Being able to train base LLMs. This is currently an alchemical skill since you can't learn it at school. This can be further split into infrastructure engineering (managing GPU clusters aint easy), data gathering and cleaning (at terabyte scale), the training itself, etc etc.
Being very good at fine tuning for a particular goal. Its much easier to learn fine-tuning, so standards are higher to stand out.
Being able to come up with architectural improvements for LLMs, aka the researcher path.
Wages start at $250k for grads at the big AI companies.
1. For BERT scale model, all you need is a good codebase from GitHub (I had some luck with this one [0]) and a few weeks of trial and error. Want to try training T5 or LLaMA, but don't have the resources needed. Of course training models with more than 100B parameters is another level of labyrinth.

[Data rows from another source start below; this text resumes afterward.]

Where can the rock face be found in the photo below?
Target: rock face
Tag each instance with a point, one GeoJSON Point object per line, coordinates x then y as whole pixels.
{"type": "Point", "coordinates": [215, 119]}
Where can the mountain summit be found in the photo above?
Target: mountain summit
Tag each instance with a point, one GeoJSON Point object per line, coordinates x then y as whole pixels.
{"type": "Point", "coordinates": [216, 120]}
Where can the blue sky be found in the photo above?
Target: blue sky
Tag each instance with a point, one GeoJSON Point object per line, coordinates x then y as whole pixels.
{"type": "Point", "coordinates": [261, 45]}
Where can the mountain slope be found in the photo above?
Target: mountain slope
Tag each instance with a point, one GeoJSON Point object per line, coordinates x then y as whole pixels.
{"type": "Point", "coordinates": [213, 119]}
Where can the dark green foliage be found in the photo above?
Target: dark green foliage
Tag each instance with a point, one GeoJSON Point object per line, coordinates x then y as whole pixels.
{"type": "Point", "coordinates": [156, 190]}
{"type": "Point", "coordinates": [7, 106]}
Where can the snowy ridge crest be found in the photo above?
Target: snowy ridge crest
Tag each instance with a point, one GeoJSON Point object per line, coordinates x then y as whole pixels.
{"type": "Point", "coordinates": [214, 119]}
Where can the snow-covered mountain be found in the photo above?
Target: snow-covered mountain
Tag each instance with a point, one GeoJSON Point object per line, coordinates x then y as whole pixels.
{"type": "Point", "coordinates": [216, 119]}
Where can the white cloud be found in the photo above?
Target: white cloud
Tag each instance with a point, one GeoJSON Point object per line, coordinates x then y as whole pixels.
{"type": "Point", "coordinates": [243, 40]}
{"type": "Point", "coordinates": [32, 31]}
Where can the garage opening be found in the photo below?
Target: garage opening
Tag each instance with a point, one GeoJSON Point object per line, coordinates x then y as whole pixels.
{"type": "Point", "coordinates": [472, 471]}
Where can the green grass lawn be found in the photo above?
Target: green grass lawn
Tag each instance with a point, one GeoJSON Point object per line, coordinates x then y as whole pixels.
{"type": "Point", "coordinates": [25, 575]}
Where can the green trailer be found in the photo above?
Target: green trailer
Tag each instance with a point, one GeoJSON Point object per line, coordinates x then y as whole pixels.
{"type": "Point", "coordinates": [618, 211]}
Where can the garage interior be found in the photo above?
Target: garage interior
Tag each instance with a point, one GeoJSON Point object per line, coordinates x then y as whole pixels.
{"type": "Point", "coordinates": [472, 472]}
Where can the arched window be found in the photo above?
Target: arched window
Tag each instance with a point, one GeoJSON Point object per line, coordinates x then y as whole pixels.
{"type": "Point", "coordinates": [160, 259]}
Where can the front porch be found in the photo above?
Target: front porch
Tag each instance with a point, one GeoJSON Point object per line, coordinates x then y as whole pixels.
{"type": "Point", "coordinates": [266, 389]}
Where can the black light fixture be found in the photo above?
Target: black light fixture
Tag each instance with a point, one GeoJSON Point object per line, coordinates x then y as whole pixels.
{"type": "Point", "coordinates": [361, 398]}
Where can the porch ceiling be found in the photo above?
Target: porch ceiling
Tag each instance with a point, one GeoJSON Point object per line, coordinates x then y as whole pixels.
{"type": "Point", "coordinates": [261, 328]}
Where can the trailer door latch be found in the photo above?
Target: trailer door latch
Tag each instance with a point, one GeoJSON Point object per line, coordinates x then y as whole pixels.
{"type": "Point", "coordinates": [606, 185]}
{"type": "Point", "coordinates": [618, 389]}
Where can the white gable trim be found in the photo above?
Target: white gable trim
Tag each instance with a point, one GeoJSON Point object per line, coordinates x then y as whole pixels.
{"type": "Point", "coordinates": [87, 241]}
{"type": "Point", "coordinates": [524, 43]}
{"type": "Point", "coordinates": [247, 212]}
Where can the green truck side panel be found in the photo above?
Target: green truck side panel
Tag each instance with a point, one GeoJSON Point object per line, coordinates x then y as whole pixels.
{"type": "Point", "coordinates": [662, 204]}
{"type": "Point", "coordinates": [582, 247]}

2. Finetuning is mostly related to how well you understand the task and the data you are dealing with. Since the BERT paper focuses on the GLUE benchmark, I've become very proficient in fine-tuning GLUE and eventually got sick of it.
3. Made some architectural improvements to BERT, got decent results so I wrote a paper, and got rejected because the reviewers want a head-on evaluation against some well funded papers from Google.
Just curious what the current bar is here and which of the LLM-related skills might be worth building.